Стихотворец наш, описывая с Лафонтеном все образы смерти, избираемые Душенькою, прибавляет от себя еще один, не весьма пиитический, но игриво и забавно им представленный:
Избрав крепчайший сук, последний шаг ступила
И к ветви свой платок как должно прицепила,
И в петлю Душенька головушку вложила.
О чудо из чудес!
Потрясся дол и лес;
Дубовый, грубый сук, на чем она повисла,
С почтением к ее прекрасной голове
Пригнулся так, как прут - - -
И здраву Душеньку поставил на траве;
И ветви все тогда, на низ влекомы ею,
Иль сами волею своею,
Шумели радостно над нею
И, съединяючи концы,
Свивали разны ей венцы.
Один лишь наглый сук за платье зацепился,
И Душенькин покров вверху остановился;
Тогда увидел дол и лес
Другое чудо из чудес - -
Вольность бывает маленькою слабостию поэтов; строгие люди давно осуждают их, но снисходительные многое извиняют, если воображение неразлучно с остроумием и не забывает правил вкуса. Когда горы и леса, видя чудо, восклицали, что Душенька всех на свете прекраснее,
Амур, смотря из облаков,
Прилежным взором то оправдывал без слов!
Поэту хотелось сказать, что Душенька прошла сквозь огнь и воду, и для того он заставляет ее броситься в пламя, когда наяды не дали ей утонуть в реке...

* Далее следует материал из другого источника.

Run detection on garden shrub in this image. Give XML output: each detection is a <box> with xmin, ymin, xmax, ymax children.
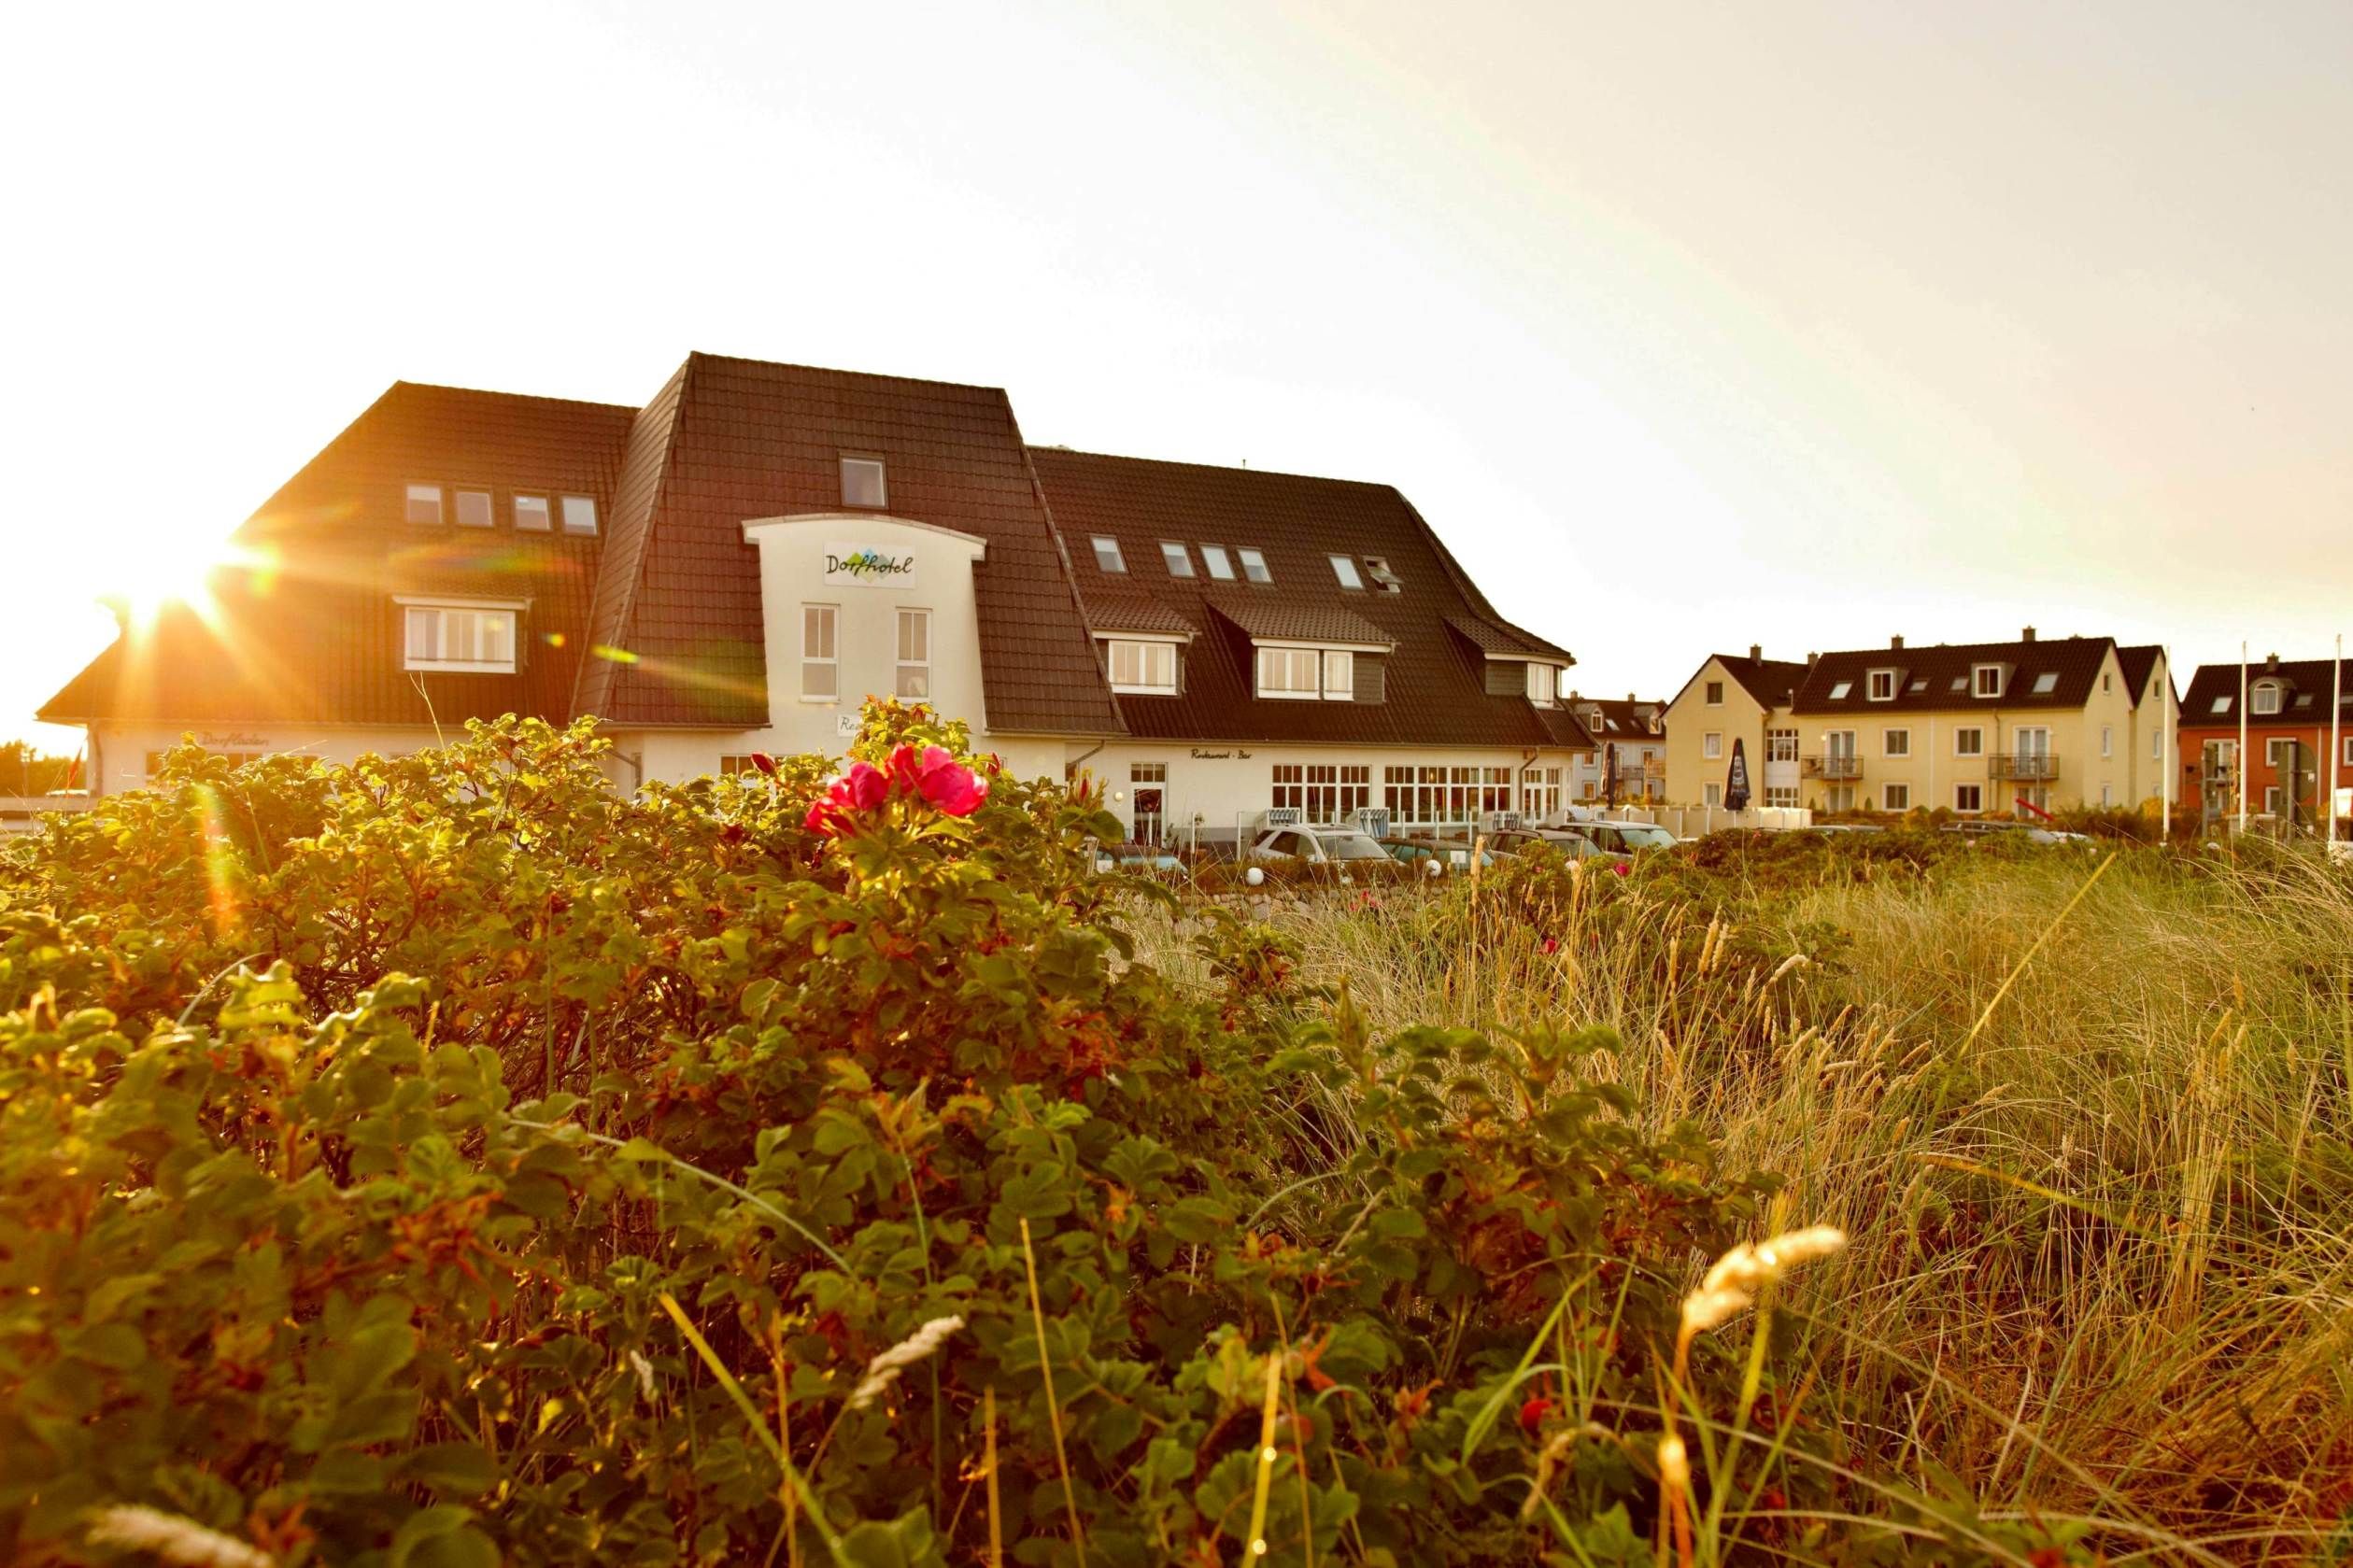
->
<box><xmin>0</xmin><ymin>706</ymin><xmax>1923</xmax><ymax>1565</ymax></box>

Лишь только бросилась во пламя на дрова,
Как вдруг невидимая сила
Под нею пламень погасила;
Мгновенно дым исчез, огонь и жар потух;
Остался только лишь потребный теплый дух,
Затем чтоб ножки там царевна осушила,
Которые в воде недавно замочила.
Это смешно, и рассказ имеет всю точность хорошей прозы. - Лафонтен, для разнообразия своей повести, вводит историю философа-рыболова: в "Душеньке" она могла бы только остановить быстроту главного действия. Сказки в стихах не требуют множества вымыслов, нужных для живости прозаических сказок. Богданович упоминает о старом рыбаке единственно для того, чтобы Душеньке было кому пожаловаться на ее несчастие...
Ты помнишь бытность всех времен
И всяких в мире перемен:
Скажи, как свет стоит с начала,
Встречалось ли когда кому
Несчастье равно моему?
Я резалась и в петлю клалась,
Топилась и в огонь бросалась;
Но в горькой участи моей,
Прошед сквозь огнь, прошед сквозь воду
И всеми видами смертей
Приведши в ужас всю природу,
Против желания живу
И тщетно смерть к себе зову.
................................................
"Но кто ты?" - старец вопросил.
"Я Душенька - люблю Амура".
Последний стих прекрасен и трогателен, несмотря на шутливый тон автора. - Объявление Венеры, прибитое на всех перекрестках, взято с французского, но гораздо смешнее на русском:
Понеже Душенька прогневала Венеру
И Душеньку Амур Венере в стыд хвалил;
Она же, Душенька, румяна унижает,
Мрачит перед собой достоинство белил;
...............................................................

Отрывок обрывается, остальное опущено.